PiS przystępuje do ostrego i szybkiego zawłaszczania państwa. Ma w tym wprawę i doświadczenia, począwszy od czasów PC i próby "zamachu stanu" w 92. Mając w pamięci klęskę z 1992, 2007, dzisiaj zabezpiecza się, by nikt i nic nie było w stanie odsunąć ich od władzy. Dlatego niezwłocznie ustalają (zapewne z powodzeniem ze względu na większość parlamentarną) swoje porządki.
Zaczynają od Trybunału Konstytucyjnego, żeby im nie podskoczył (ta wybrana piątka, niezaprzysiężona przez prezydenta - do kosza) - link, konferencja.
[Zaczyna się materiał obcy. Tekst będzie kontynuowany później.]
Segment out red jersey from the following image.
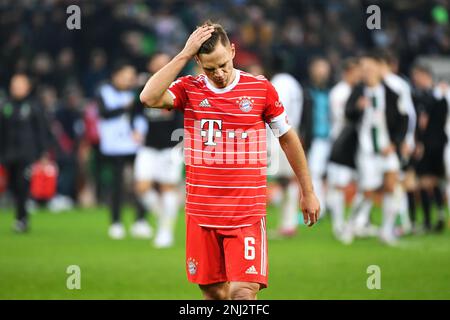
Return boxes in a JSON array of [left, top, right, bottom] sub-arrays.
[[168, 69, 290, 228]]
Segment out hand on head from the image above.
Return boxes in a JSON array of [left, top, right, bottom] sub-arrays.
[[181, 25, 215, 59]]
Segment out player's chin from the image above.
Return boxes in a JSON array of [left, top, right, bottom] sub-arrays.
[[213, 79, 226, 87]]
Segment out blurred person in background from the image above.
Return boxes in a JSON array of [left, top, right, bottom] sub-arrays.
[[301, 57, 332, 217], [132, 52, 184, 247], [97, 62, 148, 239], [0, 73, 51, 232], [83, 49, 109, 98], [246, 63, 265, 78], [82, 96, 104, 205], [49, 86, 85, 211], [346, 52, 418, 238], [326, 58, 361, 242], [267, 55, 303, 238], [54, 47, 78, 95], [345, 53, 409, 245], [411, 64, 448, 233], [31, 52, 56, 88], [434, 81, 450, 222], [379, 52, 416, 236], [37, 85, 59, 115]]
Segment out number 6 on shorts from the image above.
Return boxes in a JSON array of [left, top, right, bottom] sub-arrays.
[[244, 237, 255, 260]]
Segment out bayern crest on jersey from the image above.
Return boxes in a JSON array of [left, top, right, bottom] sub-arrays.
[[237, 96, 254, 112]]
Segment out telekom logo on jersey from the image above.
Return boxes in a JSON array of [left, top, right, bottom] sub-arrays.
[[170, 118, 280, 170], [193, 118, 266, 165], [200, 119, 223, 146], [200, 119, 250, 146]]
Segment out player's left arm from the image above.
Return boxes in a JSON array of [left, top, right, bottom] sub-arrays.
[[278, 129, 320, 227], [264, 80, 320, 226]]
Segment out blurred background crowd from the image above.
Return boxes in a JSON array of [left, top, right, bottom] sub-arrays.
[[2, 0, 450, 90], [1, 0, 450, 243]]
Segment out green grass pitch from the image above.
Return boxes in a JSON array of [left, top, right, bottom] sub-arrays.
[[0, 205, 449, 299]]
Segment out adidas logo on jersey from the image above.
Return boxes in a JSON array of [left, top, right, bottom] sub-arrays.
[[199, 99, 211, 107], [245, 265, 258, 275]]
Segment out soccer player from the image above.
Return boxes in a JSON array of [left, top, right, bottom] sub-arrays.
[[345, 52, 409, 245], [347, 53, 417, 239], [379, 52, 416, 235], [139, 22, 320, 300], [133, 53, 184, 247], [326, 58, 361, 241]]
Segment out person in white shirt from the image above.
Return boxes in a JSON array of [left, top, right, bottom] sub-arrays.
[[326, 58, 361, 241], [380, 53, 416, 236], [133, 53, 184, 248], [97, 62, 148, 240], [346, 52, 416, 239], [345, 52, 409, 245]]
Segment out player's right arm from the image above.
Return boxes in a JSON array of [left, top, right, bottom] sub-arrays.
[[139, 25, 214, 109]]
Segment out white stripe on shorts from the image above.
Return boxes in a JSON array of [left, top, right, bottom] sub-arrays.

I służb specjalnych - link, link, konferencja.
Niedługo następne.
Czas się zacząć bać.
18.11.2015 Szybka roszada w ustawie o TK. Wersję I wycofano 13 i tego samego dnia złożono wesję II - link. Jakie zmiany? Wydaje się, że trochę ukryto wywalenie w niebyt wybranej i niezaprzysiężonej piątki sędziów, choć jak dzisiaj z trybuny sejmowej pouczał Jarosław Kaczyński (wolne tłumaczenie z pamięci) "nawet przecinek może zmieniać sens prawa, a nawet stać się przeciwieństwem wersji pierwotnej". Trwa I czytanie w komisji sejmowej - determinacja "odzyskania" TK pełna.
19.11.2015
Trybunał Konstytucyjny odzyskany! Piątka wybranych sędziów może chyba wziąć sobie wolne. Pisowcom pomógł Kukiz, pozostałe ugrupowania wyszły z sali na znak protestu.